With this paragraph I agree.  But his use of a completely contrived figure 
of a cannabil to call down judgement (with the implied consent of the host). 
  And this role as briger of judgement is specifically prefaced in the role 
Lepescu gives him"  "You are now the host. As host you are a trinity: (a) 
receiver of guests" -- ticking them off on his fingers -- "(b) an enemy and 
(c) an outward manifestation, for them, of the divine body and blood."  

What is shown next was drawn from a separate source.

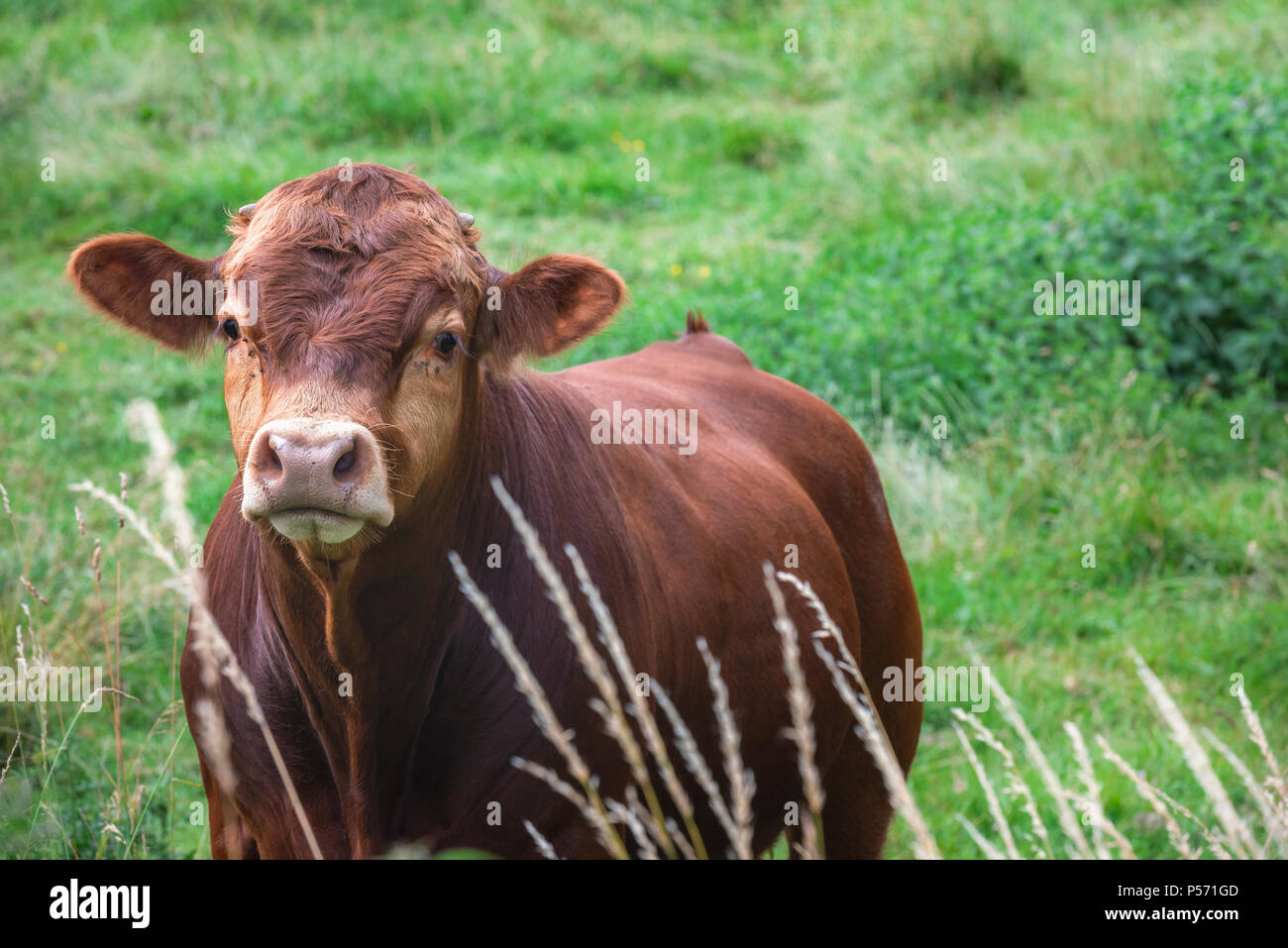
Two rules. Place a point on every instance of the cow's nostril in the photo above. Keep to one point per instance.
(268, 459)
(347, 462)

Lepescu decides that this night it is time for Siegel to "pull the plug" on 
this collection of souls.  Only it's not until the end of the story that 
this becomes clear.  Pulling the plug is clearly Pynchon's intention 
(manifest in the words of his shaman-like Lepscu), not the character 
Siegel's shortcommings.

> > > but what is particularly jejune is the way the narrative ultimately 
>resolves itself in a blood-bath: it's a species of that characteristic and 
>supposedly shocking "and then the world exploded" climax ending written by 
>barely-pubescent prodigies ("a pose of ... somber glee at any idea of mass 
>destruction or decline" as he describes it in SL:13).
>
> > As I said earlier: hamfisted.
>
>Without giving arguments for this, sorry.

It only makes "sense" in the most unsubtle and moralising sense, 
particularly in the juvenile sense that robert describes above.  And the use 
of this "cannibal" to exact this judgment is almost racist. At the very 
least it is an overwrought contrivance.